Awesome
UniT: Unified Knowledge Transfer for Any-shot Object Detection and Segmentation
This repository contains the code for the CVPR 2021 paper titled "UniT: Unified Knowledge Transfer for Any-shot Object Detection and Segmentation".
Requirements
To setup the environment with all the required dependencies, follow the steps detailed in INSTALL.md.
Prepare Dataset
- To obtain the data and curate the splits for PASCAL VOC
python data/prepare_voc.py --DATA-ROOT "Path/to/Save/Location/"

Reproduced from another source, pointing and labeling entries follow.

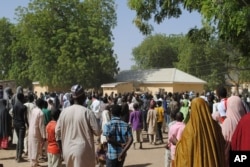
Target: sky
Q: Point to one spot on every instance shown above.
(126, 35)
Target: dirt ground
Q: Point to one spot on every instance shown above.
(148, 156)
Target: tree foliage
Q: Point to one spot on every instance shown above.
(155, 52)
(229, 35)
(61, 42)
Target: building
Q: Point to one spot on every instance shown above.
(118, 87)
(42, 89)
(159, 80)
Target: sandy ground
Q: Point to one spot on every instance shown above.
(148, 156)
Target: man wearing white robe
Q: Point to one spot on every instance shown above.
(75, 132)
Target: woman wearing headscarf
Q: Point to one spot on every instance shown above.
(202, 143)
(241, 137)
(5, 125)
(235, 110)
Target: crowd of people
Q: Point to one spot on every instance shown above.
(202, 128)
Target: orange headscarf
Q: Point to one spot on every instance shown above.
(202, 143)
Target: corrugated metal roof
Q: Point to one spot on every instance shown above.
(112, 85)
(163, 75)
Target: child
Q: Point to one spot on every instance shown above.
(53, 150)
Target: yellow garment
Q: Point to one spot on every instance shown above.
(202, 143)
(160, 113)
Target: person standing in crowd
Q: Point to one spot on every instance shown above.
(119, 138)
(241, 136)
(175, 132)
(235, 110)
(185, 110)
(160, 117)
(135, 120)
(66, 100)
(202, 143)
(36, 135)
(222, 105)
(5, 125)
(105, 119)
(75, 130)
(125, 110)
(152, 123)
(20, 122)
(47, 119)
(30, 106)
(168, 158)
(95, 107)
(53, 150)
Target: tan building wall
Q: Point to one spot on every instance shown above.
(119, 88)
(42, 89)
(156, 88)
(197, 88)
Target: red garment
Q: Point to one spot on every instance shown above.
(4, 142)
(241, 137)
(53, 147)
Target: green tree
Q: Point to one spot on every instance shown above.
(156, 51)
(69, 41)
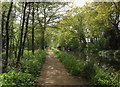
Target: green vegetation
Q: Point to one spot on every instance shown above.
(89, 70)
(27, 73)
(90, 33)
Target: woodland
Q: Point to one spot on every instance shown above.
(85, 39)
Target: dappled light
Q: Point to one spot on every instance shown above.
(60, 44)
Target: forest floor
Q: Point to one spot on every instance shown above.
(54, 74)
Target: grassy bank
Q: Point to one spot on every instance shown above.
(27, 73)
(89, 70)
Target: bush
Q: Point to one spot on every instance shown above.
(26, 74)
(13, 78)
(88, 69)
(33, 63)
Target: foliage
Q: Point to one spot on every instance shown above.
(27, 72)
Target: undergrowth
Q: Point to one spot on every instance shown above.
(27, 73)
(89, 70)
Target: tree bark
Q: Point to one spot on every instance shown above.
(26, 30)
(7, 38)
(33, 29)
(20, 47)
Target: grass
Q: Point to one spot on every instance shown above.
(89, 70)
(27, 73)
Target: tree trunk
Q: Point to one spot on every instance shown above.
(7, 38)
(26, 30)
(2, 25)
(20, 47)
(33, 30)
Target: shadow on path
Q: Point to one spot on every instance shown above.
(53, 74)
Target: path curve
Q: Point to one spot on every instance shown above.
(53, 73)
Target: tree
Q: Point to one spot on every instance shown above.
(7, 37)
(21, 36)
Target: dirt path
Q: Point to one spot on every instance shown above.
(54, 74)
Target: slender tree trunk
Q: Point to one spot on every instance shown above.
(7, 38)
(2, 25)
(20, 47)
(26, 30)
(33, 29)
(42, 39)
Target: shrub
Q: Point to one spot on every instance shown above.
(33, 63)
(13, 78)
(27, 72)
(88, 69)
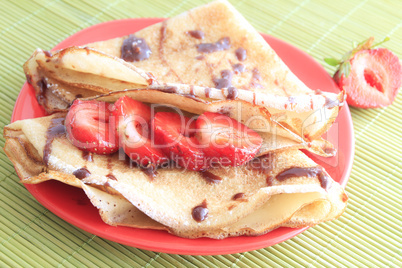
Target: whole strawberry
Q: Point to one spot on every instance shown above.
(371, 77)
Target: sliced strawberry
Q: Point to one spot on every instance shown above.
(371, 77)
(374, 79)
(132, 123)
(88, 128)
(175, 135)
(225, 140)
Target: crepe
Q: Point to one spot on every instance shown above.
(231, 70)
(298, 121)
(246, 63)
(170, 195)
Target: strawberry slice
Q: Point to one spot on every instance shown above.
(370, 77)
(225, 140)
(88, 128)
(132, 123)
(175, 135)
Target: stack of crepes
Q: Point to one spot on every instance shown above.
(206, 59)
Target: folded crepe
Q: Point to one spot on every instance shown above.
(270, 191)
(286, 122)
(207, 59)
(211, 46)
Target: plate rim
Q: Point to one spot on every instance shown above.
(185, 248)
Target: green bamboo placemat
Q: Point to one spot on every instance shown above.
(369, 234)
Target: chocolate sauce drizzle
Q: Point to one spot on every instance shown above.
(209, 177)
(239, 197)
(111, 177)
(225, 81)
(56, 129)
(238, 68)
(81, 173)
(221, 44)
(241, 54)
(197, 34)
(150, 171)
(306, 172)
(87, 156)
(232, 93)
(200, 212)
(135, 49)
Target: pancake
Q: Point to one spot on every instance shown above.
(207, 59)
(170, 195)
(302, 119)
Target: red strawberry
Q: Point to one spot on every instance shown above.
(225, 140)
(175, 134)
(88, 128)
(370, 77)
(132, 123)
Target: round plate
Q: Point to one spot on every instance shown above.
(72, 205)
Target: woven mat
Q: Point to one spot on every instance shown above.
(369, 234)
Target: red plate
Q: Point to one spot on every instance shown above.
(72, 205)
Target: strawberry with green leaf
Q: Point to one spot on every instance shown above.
(370, 76)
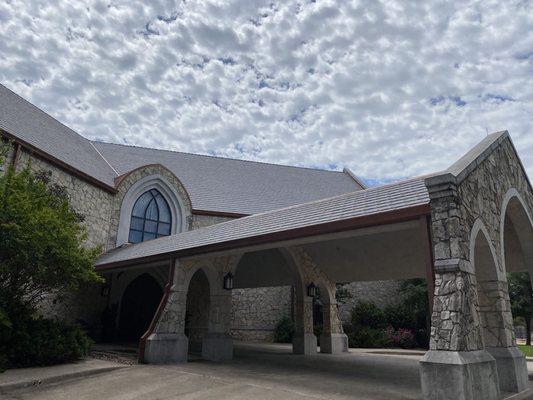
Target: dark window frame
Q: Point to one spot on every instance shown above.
(160, 224)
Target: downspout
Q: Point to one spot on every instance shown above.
(16, 156)
(159, 311)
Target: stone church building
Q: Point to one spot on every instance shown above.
(199, 250)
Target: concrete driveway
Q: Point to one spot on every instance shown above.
(258, 372)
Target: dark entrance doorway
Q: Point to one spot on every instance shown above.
(138, 306)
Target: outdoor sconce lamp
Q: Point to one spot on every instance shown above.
(228, 281)
(106, 288)
(311, 290)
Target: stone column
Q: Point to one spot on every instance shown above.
(498, 335)
(304, 341)
(332, 340)
(456, 365)
(217, 345)
(168, 344)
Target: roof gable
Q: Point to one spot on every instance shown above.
(234, 186)
(38, 130)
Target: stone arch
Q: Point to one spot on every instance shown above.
(197, 309)
(131, 185)
(516, 234)
(492, 294)
(138, 304)
(482, 246)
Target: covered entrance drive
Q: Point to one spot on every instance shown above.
(458, 229)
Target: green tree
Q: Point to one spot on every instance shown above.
(42, 239)
(521, 297)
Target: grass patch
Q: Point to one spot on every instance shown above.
(527, 350)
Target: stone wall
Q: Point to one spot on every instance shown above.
(381, 293)
(126, 184)
(257, 311)
(456, 323)
(90, 201)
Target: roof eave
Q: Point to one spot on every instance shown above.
(58, 163)
(389, 217)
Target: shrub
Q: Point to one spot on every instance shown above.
(403, 338)
(284, 331)
(35, 341)
(368, 337)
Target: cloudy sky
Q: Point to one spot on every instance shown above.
(389, 89)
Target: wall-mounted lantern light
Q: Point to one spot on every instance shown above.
(106, 289)
(228, 281)
(311, 290)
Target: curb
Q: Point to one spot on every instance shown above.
(8, 387)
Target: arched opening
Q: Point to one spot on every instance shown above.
(517, 244)
(138, 306)
(266, 286)
(136, 220)
(517, 237)
(491, 292)
(197, 311)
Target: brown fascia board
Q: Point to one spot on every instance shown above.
(218, 213)
(458, 171)
(58, 163)
(402, 215)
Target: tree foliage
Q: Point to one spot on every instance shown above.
(41, 241)
(521, 296)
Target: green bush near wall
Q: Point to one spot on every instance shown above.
(34, 341)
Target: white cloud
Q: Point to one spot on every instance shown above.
(389, 89)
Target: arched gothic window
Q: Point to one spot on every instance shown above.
(150, 217)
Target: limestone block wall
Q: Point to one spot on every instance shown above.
(257, 311)
(455, 322)
(90, 201)
(381, 293)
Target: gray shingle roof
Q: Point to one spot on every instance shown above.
(363, 203)
(23, 120)
(214, 183)
(235, 186)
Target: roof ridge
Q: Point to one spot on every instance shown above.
(219, 157)
(338, 196)
(56, 120)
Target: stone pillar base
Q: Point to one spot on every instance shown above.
(333, 343)
(217, 347)
(459, 375)
(512, 368)
(304, 344)
(167, 348)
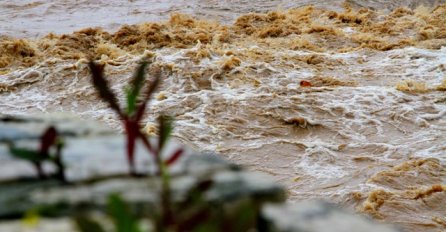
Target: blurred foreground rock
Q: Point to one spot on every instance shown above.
(97, 167)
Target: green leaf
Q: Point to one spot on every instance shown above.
(121, 215)
(135, 88)
(85, 224)
(165, 129)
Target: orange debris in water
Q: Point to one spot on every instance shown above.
(305, 84)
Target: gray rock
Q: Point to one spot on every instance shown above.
(315, 216)
(92, 149)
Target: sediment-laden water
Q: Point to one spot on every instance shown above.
(365, 129)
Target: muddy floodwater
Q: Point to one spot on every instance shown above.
(338, 100)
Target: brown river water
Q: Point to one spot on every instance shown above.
(369, 133)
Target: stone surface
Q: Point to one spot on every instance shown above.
(97, 167)
(92, 149)
(317, 217)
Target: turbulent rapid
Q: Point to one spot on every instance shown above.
(367, 131)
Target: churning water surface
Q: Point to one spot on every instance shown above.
(368, 133)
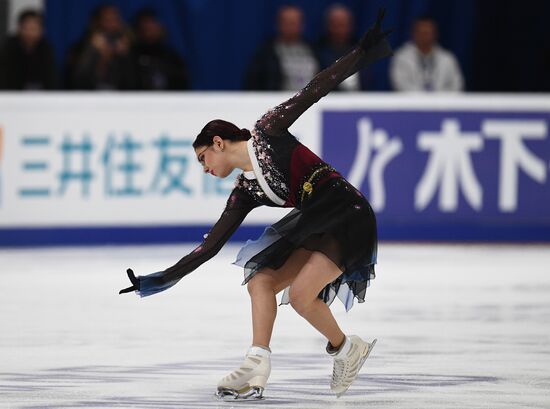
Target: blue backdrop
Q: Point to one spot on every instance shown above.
(218, 38)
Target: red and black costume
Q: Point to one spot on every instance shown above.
(329, 215)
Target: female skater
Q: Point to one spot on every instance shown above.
(325, 247)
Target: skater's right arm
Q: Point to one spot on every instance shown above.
(372, 47)
(238, 206)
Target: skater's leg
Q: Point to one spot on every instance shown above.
(263, 287)
(314, 275)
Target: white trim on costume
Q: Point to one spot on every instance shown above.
(259, 175)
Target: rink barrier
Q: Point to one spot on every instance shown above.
(78, 169)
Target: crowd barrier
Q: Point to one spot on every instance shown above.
(120, 168)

Note: These splits are the same as the ones released by the authors of Few-shot Object Detection via Feature Reweighting.
Model Training
Download ImageNet pretrained models from this Google drive, and place them in the models/
folder in the root directory. The directory structure should look like this:
UniT
└── models
└── resnet_50_MSRA_C4.pth
└── resnet_101_MSRA_C4.pth
...
└── modeling
└── scripts
└── solver
...
Base Training
- Training on VOC
python scripts/train_VOC.py --config-file "configs/VOC/VOC-RCNN-101-C4-split{num}.yaml" --num-gpus 4 --resume SOLVER.IMS_PER_BATCH 8 TEST.AUG.ENABLED False SOLVER.BASE_LR 0.02
Fine Tuning
- Fine Tuning on VOC
python scripts/finetune_VOC.py --config-file "configs/VOC/FT/{num}_shot/VOC-RCNN-101-C4-split{num}-ft.yaml" --num-gpus 4 --resume OUTPUT_DIR "Path/for/Checkpointing" MODEL.WEIGHTS "Path/to/Base/Training/Model/Weights"
Evaluation
- Evaluation on VOC
Evaluation can be done at any stage using the
--eval-only
flag. For example, the model obtained after fine tuning can be evaluated as follows:
python scripts/finetune_VOC.py --config-file "configs/VOC/VOC-RCNN-101-C4-split{num}.yaml" --num-gpus 4 --eval-only --resume OUTPUT_DIR "Path/for/Checkpointing" MODEL.WEIGHTS "Path/to/Fine/Tune/Model/Weights"
Note: The default training/testing assumes 4 GPUs. It can be modified to suit other GPU configurations, but would require changing the learning rate and batch sizes accordingly. Please look at SOLVER.REFERENCE_WORLD_SIZE
parameter in the detectron2 configurations for details on how this can be done automatically.
This repository is still being updated. Instructions on how to run the code on MS-COCO will be provided shortly.